2 De bevoegdheid van de merkhouder om zich op grond van het nationale recht ertegen te verzetten, dat een importeur producten verkoopt die in de lidstaat van uitvoer door de merkhouder zelf of met zijn toestemming in de handel zijn gebracht, en die zijn omgepakt met wederaanbrenging van het oorspronkelijke merk of vervanging van dat merk door het merk dat de merkhouder in de lidstaat van invoer gebruikt, moet gerechtvaardigd worden geacht uit hoofde van artikel 36 van het Verdrag (thans, na wijziging, artikel 30 EG), tenzij met name komt vast te staan, dat een dergelijk optreden tot kunstmatige afscherming van de markten van de lidstaten zal bijdragen.

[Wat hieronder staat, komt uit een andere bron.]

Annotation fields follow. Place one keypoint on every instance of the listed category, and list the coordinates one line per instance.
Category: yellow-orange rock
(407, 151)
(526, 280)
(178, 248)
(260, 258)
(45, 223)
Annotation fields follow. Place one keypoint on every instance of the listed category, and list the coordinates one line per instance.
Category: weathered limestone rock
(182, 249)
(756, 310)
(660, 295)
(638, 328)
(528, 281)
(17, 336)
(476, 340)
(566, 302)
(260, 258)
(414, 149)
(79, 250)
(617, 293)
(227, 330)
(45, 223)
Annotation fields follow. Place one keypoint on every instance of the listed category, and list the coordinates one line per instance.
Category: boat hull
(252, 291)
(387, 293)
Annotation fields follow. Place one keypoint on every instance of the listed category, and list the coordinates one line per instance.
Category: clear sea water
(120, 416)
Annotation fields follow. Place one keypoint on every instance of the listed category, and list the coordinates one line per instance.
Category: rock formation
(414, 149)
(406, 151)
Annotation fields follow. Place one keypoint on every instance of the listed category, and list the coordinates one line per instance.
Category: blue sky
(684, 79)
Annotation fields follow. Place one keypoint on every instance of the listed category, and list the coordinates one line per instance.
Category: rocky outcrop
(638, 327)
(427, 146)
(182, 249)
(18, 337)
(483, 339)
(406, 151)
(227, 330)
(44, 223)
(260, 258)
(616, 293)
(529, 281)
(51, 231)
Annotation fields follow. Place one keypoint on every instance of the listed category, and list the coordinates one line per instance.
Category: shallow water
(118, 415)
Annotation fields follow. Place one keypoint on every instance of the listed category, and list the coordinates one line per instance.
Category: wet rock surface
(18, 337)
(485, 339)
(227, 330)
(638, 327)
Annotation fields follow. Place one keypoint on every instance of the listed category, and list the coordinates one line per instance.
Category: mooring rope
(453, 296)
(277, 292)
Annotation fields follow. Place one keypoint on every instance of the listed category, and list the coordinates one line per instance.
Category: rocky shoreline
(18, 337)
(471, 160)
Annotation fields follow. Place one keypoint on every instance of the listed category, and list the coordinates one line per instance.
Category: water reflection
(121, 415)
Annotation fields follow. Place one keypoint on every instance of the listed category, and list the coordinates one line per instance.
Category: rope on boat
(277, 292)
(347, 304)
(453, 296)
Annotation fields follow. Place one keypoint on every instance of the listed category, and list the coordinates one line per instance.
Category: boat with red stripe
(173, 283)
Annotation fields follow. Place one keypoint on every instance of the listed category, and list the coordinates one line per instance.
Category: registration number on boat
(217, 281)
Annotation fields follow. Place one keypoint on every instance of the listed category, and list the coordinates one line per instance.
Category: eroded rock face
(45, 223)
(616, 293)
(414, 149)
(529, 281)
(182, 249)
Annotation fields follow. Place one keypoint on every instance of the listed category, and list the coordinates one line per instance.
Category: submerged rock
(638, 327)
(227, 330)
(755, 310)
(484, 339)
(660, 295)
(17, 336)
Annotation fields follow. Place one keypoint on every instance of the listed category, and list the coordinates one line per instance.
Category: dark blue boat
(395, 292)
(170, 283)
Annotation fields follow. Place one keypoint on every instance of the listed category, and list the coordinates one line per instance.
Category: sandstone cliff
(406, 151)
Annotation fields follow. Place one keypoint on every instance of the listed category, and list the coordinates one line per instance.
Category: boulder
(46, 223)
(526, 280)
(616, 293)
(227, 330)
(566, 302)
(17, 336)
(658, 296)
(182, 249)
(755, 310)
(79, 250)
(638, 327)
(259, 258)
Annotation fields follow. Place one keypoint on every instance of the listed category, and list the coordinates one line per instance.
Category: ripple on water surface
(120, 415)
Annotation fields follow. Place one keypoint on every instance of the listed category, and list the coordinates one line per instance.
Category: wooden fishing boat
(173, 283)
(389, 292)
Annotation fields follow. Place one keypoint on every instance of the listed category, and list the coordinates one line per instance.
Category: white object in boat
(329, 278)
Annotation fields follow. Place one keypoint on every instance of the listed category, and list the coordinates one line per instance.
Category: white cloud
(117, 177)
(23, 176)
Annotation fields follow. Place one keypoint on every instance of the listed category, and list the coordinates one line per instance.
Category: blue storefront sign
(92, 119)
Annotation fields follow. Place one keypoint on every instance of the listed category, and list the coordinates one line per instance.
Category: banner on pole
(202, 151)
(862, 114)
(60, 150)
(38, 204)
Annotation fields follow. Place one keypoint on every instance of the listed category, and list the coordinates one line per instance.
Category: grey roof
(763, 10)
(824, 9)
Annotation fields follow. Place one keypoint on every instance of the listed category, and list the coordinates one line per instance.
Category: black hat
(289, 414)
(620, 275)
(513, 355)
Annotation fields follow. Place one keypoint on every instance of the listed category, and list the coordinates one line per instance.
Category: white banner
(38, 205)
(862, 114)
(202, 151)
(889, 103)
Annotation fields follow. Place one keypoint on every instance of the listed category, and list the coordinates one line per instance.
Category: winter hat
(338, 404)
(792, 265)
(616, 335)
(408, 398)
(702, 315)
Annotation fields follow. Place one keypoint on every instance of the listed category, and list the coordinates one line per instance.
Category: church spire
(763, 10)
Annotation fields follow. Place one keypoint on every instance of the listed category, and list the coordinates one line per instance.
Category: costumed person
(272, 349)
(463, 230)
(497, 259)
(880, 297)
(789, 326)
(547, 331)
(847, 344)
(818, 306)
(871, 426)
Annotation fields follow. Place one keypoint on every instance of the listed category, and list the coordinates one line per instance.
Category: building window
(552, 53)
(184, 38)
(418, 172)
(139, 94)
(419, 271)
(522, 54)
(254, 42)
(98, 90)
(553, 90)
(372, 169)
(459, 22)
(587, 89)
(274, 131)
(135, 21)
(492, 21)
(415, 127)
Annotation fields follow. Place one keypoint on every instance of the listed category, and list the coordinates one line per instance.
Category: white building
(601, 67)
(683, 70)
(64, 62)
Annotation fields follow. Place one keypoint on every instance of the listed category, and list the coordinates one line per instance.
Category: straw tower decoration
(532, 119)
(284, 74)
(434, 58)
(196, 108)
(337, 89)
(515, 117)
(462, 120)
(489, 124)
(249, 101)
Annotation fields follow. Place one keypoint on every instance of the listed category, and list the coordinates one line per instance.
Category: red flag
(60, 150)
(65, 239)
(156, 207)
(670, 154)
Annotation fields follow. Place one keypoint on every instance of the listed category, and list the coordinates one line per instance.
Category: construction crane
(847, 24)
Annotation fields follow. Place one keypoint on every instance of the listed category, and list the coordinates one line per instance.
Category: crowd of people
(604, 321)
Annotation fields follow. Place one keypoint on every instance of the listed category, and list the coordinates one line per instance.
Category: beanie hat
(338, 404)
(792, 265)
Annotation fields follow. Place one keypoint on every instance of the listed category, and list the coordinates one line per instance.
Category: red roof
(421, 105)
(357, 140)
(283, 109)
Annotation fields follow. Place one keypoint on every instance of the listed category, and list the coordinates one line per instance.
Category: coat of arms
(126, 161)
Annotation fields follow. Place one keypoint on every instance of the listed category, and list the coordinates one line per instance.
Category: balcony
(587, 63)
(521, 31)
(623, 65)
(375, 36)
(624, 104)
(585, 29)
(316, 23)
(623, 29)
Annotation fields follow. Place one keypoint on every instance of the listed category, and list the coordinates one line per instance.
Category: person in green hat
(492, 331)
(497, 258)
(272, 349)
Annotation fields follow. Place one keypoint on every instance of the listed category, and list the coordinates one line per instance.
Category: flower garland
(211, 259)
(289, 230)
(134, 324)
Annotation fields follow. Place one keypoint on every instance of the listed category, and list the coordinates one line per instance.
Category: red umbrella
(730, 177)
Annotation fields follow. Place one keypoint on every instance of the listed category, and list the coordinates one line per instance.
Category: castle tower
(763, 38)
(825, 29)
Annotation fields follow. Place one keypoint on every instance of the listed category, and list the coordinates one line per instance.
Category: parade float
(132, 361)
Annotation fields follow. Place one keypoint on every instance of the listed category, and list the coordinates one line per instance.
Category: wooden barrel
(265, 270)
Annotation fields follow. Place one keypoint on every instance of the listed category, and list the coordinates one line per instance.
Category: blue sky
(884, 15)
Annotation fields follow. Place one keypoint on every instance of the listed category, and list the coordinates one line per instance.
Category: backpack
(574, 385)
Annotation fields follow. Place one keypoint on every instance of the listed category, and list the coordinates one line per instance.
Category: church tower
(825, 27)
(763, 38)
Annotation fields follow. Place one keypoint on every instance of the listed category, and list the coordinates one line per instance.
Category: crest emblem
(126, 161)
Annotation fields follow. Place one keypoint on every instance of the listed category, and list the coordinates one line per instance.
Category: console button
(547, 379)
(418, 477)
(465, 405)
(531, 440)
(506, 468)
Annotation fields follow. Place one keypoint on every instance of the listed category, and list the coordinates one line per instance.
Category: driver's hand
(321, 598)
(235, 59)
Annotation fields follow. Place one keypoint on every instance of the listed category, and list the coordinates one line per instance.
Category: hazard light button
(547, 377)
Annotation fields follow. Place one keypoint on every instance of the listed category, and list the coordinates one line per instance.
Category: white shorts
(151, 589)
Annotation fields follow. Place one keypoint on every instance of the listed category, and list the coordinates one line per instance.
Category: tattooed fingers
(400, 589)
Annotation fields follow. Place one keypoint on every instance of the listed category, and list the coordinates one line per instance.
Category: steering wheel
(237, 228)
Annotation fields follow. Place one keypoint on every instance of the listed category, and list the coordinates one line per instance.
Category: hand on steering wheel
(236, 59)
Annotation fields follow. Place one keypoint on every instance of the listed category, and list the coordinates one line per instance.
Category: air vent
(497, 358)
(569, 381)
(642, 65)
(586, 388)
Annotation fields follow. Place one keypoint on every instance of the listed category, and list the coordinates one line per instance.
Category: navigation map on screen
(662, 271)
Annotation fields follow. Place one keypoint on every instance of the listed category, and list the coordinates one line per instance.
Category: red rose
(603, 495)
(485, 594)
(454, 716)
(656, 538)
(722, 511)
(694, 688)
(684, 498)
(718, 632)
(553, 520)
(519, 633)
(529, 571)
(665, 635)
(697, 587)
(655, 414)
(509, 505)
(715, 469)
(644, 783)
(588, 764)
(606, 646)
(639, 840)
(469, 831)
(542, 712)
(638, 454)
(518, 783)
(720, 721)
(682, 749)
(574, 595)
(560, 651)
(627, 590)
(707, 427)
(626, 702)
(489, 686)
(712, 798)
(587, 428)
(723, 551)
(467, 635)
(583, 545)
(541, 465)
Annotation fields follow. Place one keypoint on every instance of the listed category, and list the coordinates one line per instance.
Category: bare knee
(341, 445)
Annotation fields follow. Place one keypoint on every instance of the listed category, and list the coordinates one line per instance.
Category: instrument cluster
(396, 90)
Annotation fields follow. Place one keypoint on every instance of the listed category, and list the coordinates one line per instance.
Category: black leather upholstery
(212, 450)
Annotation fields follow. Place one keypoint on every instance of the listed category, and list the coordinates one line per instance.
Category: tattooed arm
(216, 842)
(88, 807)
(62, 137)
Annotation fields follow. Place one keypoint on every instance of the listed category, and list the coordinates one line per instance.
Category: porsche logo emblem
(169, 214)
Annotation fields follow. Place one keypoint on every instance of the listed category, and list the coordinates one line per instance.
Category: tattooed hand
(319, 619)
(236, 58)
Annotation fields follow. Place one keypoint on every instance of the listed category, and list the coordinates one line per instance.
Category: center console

Bij de toepassing van deze voorwaarde betreffende de kunstmatige afscherming van de markten, mag niet worden onderscheiden naargelang het oorspronkelijke merk na ompakking opnieuw wordt aangebracht dan wel wordt vervangen, daar een verschillende behandeling niet wordt gerechtvaardigd door objectieve verschillen tussen deze beide situaties. Voorzover het merkrecht van de lidstaat van invoer de merkhouder toestaat zich te verzetten tegen het opnieuw aanbrengen van het merk na ompakking van het product of tegen de vervanging van het merk, en voorzover de ompakking met het opnieuw aanbrengen of vervangen van het merk noodzakelijk is voor de parallelimporteur om de producten in de lidstaat van invoer op de markt te kunnen brengen, is er sprake van belemmeringen van de handel tussen de lidstaten die leiden tot kunstmatige afscherming van de markten van de lidstaten, en wel ongeacht of het oogmerk van de merkhouder op die afscherming gericht is geweest.
3 De voorwaarde van kunstmatige afscherming van de markten tussen de lidstaten impliceert, dat bij de beoordeling of een merkhouder zich op grond van het nationale recht ertegen kan verzetten, dat een parallelimporteur van geneesmiddelen het in de lidstaat van uitvoer gebruikte merk vervangt door het door de merkhouder in de lidstaat van invoer gebruikte merk, de omstandigheden in aanmerking moeten worden genomen die zich voordeden ten tijde van de verkoop in de lidstaat van invoer, op grond waarvan de vervanging van het oorspronkelijke merk door het in de lidstaat van invoer gebruikte merk objectief noodzakelijk was voor de parallelimporteur om het product in die staat op de markt te kunnen brengen. Aan deze noodzakelijkheidsvoorwaarde is voldaan, indien in een bepaald geval het verbod voor de importeur om het merk te vervangen, de effectieve toegang tot de markt van de lidstaat van invoer belemmert. Aan de noodzakelijkheidsvoorwaarde zal daarentegen niet zijn voldaan, wanneer commercieel voordeel de enige reden is waarom de parallelimporteur het merk vervangt.